Los regaños públicos del presidente del imperio norteamericano, Donald Trump, al «cándido» homólogo de Colombia, Iván Duque, producen rabia e intenso dolor, más por su actitud rodillona, entreguista y propia de un siervo que por lo expresado por el bravucón del Norte. Pero además, la intromisión del embajador gringo Kevin Whitaker, presionando a las sub-comisiones de Senado y Cámara encargadas de estudiar y presentar ponencia sobre las objeciones de «UriDuque» a la Ley Estatutaria de la Jurisdicción Especial de Paz y a los magistrados de la Corte Constitucional, quienes impartirán la constitucionalidad de los mismos, ratifican el atentado a la soberanía y autodeterminación, para impedirnos que adoptemos nuestras decisiones en aspectos tan claves como la justicia nacional, tratando de imponernos los intereses gringos sobre la extradición por encima de las verdaderas necesidades del país frente al Proceso de Paz y de nuestra propia justicia.

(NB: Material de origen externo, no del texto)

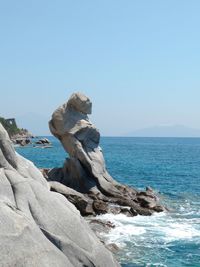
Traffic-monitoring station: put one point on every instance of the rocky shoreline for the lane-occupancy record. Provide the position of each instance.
(84, 180)
(42, 212)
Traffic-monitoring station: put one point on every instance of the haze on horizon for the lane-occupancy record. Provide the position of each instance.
(138, 61)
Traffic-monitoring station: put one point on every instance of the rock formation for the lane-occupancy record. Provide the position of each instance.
(39, 227)
(84, 179)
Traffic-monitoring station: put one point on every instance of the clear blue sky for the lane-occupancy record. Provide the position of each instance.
(138, 61)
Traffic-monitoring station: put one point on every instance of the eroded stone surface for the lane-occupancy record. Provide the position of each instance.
(85, 169)
(39, 227)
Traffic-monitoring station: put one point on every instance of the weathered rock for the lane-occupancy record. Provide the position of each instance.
(85, 169)
(39, 227)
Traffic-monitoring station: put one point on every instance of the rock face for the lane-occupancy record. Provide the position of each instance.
(85, 170)
(39, 227)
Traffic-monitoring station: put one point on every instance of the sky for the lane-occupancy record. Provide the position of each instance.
(137, 60)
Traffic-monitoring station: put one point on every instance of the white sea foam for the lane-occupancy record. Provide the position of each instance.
(157, 229)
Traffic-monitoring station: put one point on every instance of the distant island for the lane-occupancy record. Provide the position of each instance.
(13, 130)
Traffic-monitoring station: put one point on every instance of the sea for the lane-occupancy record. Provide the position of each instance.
(171, 166)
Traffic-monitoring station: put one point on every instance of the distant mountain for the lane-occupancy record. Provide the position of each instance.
(166, 131)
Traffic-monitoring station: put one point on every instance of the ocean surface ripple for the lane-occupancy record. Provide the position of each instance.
(169, 165)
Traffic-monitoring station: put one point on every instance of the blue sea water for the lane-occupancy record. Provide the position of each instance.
(169, 165)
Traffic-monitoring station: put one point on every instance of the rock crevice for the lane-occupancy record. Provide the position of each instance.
(85, 169)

La narración de los congresistas de la forma descarada del embajador pidiéndoles que voten favorablemente las objeciones de «UriDuque», bajo el chantaje de estar poniendo en riesgo la cooperación de EEUU con Colombia, o de cancelar las visas a los congresistas, exigiendo confidencialidad, y ante el hecho de no aceptación de esas condiciones, haya cancelado la visa al Representante a la Cámara, John Jairo Cárdenas, merece la unión de todos los colombianos para defender al país por encima de quienes nos imponen los intereses de gringos y de multinacionales. En esta defensa de la soberanía de la justicia, Cárdenas pone el ejemplo que debe seguir el resto de congresistas, con el respaldo de la población. «UriDuque» no se pronunció exigiendo respeto al país porque es un acólito del neoliberalismo, formado en la Escuela de Negocios de Harvard y en los organismos neocoloniales gringos como el Banco de Desarrollo de América Latina, el Banco Interamericano de Desarrollo y la Corporación Financiera de Inversiones. ¡Por soberanía y autodeterminación, uníos!